As with cars, the first major redesign of a laptop tends to have…issues. My original Retina MacBook Pro died a slow death after a spate of display issues. I went through three replacements of a first-generation MacBook Pro with touch bar, and the biggest lemon device I’ve ever owned was a first-generation unibody iMac back in 2009. I keep buying these things because I really like new things, and also one time I touched a hot iron three times in a row before I realised it was hot, so you know I’m not always quick on the uptake.

These devices often have a lot of kinks to work out, and early adopters are like unofficial beta testers. Even the most diligent in-house testing of laptops isn’t going to catch all the issues that will crop up when they go into wide release. There will be issues. Maybe they’ll be thermal issues.
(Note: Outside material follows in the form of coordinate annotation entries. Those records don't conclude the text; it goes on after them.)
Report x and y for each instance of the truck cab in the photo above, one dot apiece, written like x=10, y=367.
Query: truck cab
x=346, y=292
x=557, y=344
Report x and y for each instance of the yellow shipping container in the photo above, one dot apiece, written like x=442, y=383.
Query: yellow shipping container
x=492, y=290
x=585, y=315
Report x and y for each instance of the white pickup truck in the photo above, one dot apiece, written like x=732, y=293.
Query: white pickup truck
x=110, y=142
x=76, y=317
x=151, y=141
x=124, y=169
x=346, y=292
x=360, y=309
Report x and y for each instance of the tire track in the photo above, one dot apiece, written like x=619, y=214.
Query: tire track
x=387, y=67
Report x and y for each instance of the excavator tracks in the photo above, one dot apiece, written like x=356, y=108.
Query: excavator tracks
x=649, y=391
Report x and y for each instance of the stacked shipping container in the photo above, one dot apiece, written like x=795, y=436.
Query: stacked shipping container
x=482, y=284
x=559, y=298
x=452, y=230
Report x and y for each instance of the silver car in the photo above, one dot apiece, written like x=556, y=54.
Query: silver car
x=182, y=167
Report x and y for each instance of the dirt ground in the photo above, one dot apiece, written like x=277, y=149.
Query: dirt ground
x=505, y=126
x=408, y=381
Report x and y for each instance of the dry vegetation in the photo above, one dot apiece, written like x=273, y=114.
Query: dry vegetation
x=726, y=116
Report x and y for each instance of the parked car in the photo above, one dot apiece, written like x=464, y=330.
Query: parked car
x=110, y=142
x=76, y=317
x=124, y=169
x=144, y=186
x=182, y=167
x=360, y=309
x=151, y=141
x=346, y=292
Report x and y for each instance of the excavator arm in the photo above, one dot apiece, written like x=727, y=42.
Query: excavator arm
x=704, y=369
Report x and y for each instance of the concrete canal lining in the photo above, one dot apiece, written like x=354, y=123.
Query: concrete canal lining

Maybe the new laptops will use some never-before-seen display connector, or a radically redesigned hinge. Who can say what the problem will be! But it will almost certainly exist and that means risking a lot of hours at the Apple Genius Bar.

So why, unless you’re my dumb arse, would you go and buy a brand new, (hopefully) totally redesigned iMac with a never-before-used-for-that-purpose processor, when you can instead get the best iMac Apple has made with Intel inside and wait until all the dust settles? You should never buy the first generation of a device unless you absolutely have to ” but if you have thousands to blow, then by all means go off.